Unreimbursed Medicaid costs are the largest of eight community benefit components nonprofit hospitals report to the Internal Revenue Service (IRS). Providing these community benefits are a requirement for nonprofit hospitals to receive tax-related subsidies, although the researchers noted that “federal law does not impose a minimum requirement.”

RELATED: The average nonprofit hospital CEO takes home 8 times more than their hourly workers, Lown Institute finds

The researchers also acknowledged that their analysis does not account for supplemental payments intended to offset unreimbursed Medicaid costs, which more than two-thirds of included hospitals reported receiving during 2019.

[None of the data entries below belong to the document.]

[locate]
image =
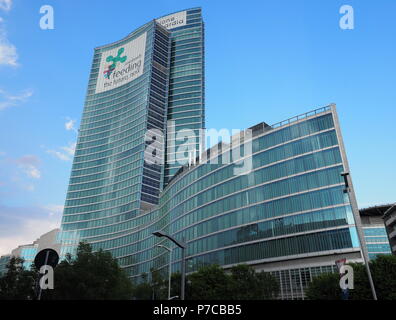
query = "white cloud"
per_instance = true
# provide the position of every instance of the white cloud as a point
(59, 155)
(8, 100)
(29, 164)
(5, 5)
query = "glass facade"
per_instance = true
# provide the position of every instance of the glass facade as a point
(288, 205)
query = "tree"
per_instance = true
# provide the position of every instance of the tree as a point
(324, 287)
(89, 276)
(247, 284)
(18, 283)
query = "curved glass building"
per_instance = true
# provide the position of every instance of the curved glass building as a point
(272, 198)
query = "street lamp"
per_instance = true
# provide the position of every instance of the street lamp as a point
(170, 266)
(183, 247)
(355, 210)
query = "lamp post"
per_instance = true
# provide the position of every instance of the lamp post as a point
(183, 247)
(170, 266)
(355, 210)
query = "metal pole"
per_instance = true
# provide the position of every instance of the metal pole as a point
(170, 273)
(183, 271)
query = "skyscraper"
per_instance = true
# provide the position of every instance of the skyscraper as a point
(272, 198)
(186, 102)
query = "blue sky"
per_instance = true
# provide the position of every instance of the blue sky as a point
(265, 61)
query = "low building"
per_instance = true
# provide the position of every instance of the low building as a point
(375, 233)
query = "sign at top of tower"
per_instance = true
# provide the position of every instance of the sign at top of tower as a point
(121, 65)
(175, 20)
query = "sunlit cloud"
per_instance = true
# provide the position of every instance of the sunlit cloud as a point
(29, 165)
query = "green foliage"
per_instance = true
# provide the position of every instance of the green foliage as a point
(90, 276)
(324, 287)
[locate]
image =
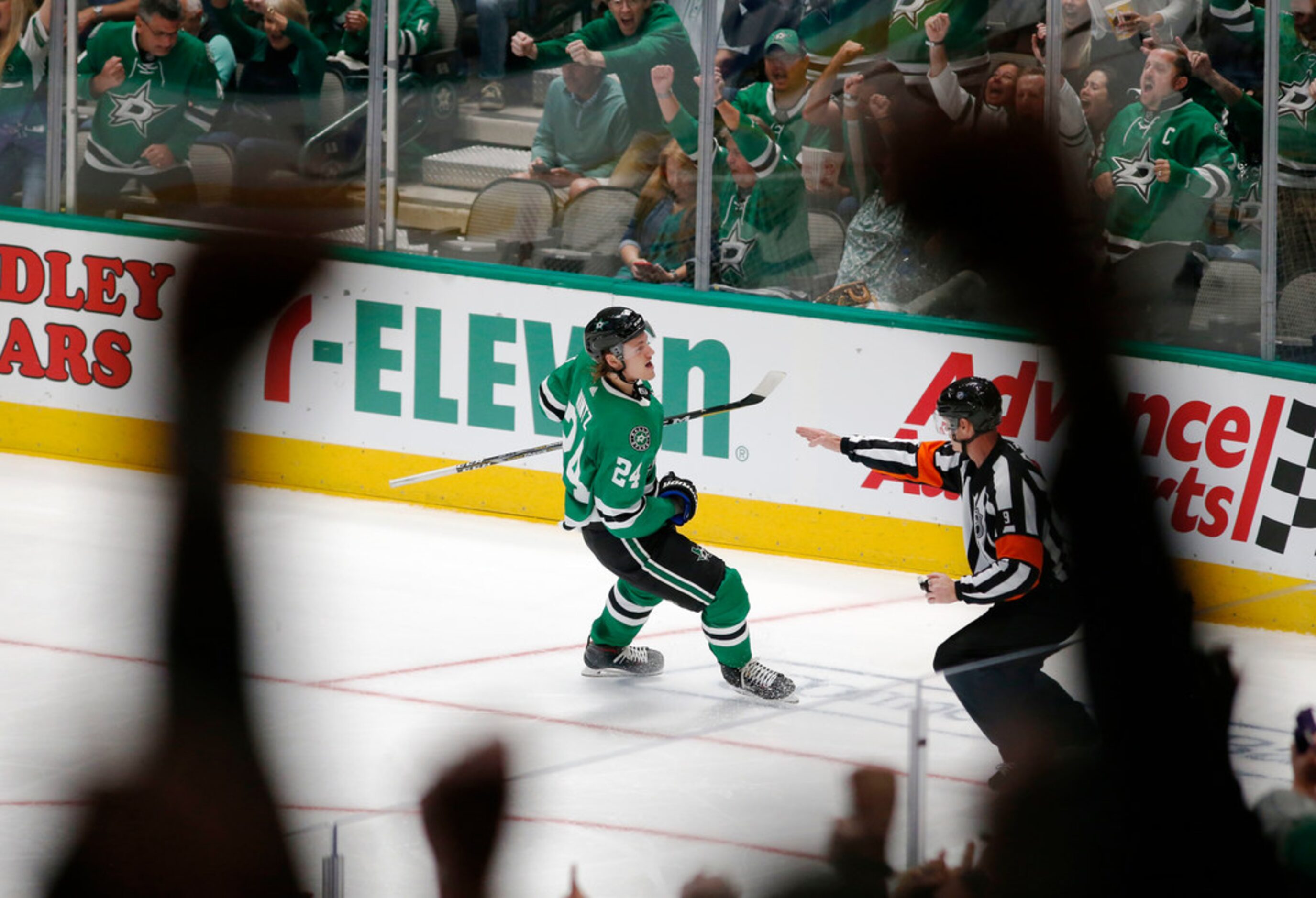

Amending reporting requirements to include the size of these subsidies hospitals receive would promote greater transparency, the researchers wrote, and provide a better understanding of the community benefit these organizations are truly providing “whether in the form of unreimbursed Medicaid costs, charity care, or some other measure.”

The new study comes about 10 months after a previous Health Affairs study, conducted by many of the same researchers, found that nonprofits spent less on charity care for the uninsured than both for-profit and government hospitals. That analysis reviewed 2018 data from over 5,000 hospitals.